If $p$ is a prime number, how can I prove by contradiction that this equation $x^{n}=p$ doesn't admit solutions in $\mathbb {Q}$ where $n\ge2$

Answer 1

Let $p=a^n/b^n$ as above, so $pb^n=a^n$. The number of the prime factors of $a^n$ is a multiple of $n$, whereas the number of prime factors of $pb^n$ isn't a multiple of $n$.

Answer 2

Wlog, suppose $x=\frac{a}{b}$ such that $a, b\in \mathbb{Z}, b\neq 0$ and $(a,b)=1$. Then $pb^n=a^n$ so that $p|a$. Hence, we can write $a=a_1p$, $a_1\in \mathbb{Z}$. It follows that $pb^n=p^na_1^n$ so that $b^n=p^{n-1}a_1^n$. We see that $p|b$, which contradicts the fact that $(a,b)=1$.

Answer 3

By Eisenstein's criterion, the polynomial $X^n-p\in\mathbb{Z}[X]$ is irreducible, so it's irreducible also in $\mathbb{Q}[X]$ by Gauss' lemma; therefore it can't have roots in $\mathbb{Q}$.

Answer 4

if possible, Let the n-th root of p prime number be rational.
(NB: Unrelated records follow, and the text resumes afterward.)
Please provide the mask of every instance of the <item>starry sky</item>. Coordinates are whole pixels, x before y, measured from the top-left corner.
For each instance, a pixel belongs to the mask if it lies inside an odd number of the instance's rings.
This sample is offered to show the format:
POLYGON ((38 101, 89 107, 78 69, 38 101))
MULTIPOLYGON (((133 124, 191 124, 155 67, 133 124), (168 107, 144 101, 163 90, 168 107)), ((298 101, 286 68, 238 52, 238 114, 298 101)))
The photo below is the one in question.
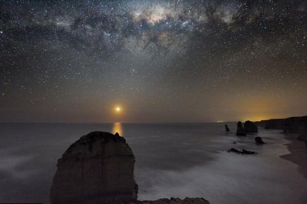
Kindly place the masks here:
POLYGON ((306 0, 0 5, 0 122, 307 114, 306 0))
Therefore we can write p^1/n as
p^1/n = a/b
p = aⁿ/bⁿ
since a and b are coprime, aⁿ/bⁿ will be integer if bⁿ = 1
therefore, p = aⁿ    .................................equation1
dividing both sides by a, we get:
p/a = a^n-1
Since a is integer, a^n-1 is also integer,
therefore, p/a is also integer. p is prime, so p/a is integer if a =1 or a=p
put 1 in equation1, we get a = 1 which is not possible. we then put a=p, and get n=1 but first root means the number itself. since there is no value of a/b for which p^1/nn is rational, it can be concluded that p^1/n is always irrational.